Tanker that ran aground in Alaska due in Port Angeles today

PORT ANGELES — A 601-foot tanker that was refloated last week after it ran aground in Alaska is due in with escort to Port Angeles Harbor today, the Coast Guard said Monday.

The Seabulk Pride left Alaska’s Kachemak Bay last Wednesday after the Puget Sound captain of the port cleared it to sail down the coast first to Port Angeles, then to the Tesoro refinery dock in Anacortes to offload its cargo of heavy crude and gasoline.

Then the seven-year-old, double-hulled tanker will sail to a dry dock in Victoria for repairs to two small cracks in its outer hull.

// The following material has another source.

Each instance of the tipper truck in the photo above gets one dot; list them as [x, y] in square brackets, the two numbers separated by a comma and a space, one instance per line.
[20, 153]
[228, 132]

The Seabulk Pride’s first port of call in Washington state will be Port Angeles, where a joint Coast Guard and state Department of Ecology inspection team, along with an American Bureau of Shipping surveyor, will meet the ship today, said Capt. Steven Metruck, captain of the port of Puget Sound.

Ice floe hits ship

The Seabulk Pride was being loaded at a Tesoro Refinery dock on the Kenai Peninsula on Feb. 2 when an ice floe knocked it from its moorings.

It drifted onto a nearby beach, where it was grounded upright.

During a high tide the next day, three tugboats pulled the tanker into the deeper waters of Cook Inlet.

Coast Guard officials in Alaska said an investigation, completed with the help of divers, found a water ballast tank in its outer hull with two 5-inch to 7-inch cracks.

The cracks were temporarily repaired with a cement patch to restore the tanker’s seaworthiness, Metruck said.

The Seabulk Pride, which is owned by Seabulk International Inc. and leased to Tesoro Alaska Co., also lost an anchor and incurred other topside damage, the Coast Guard said.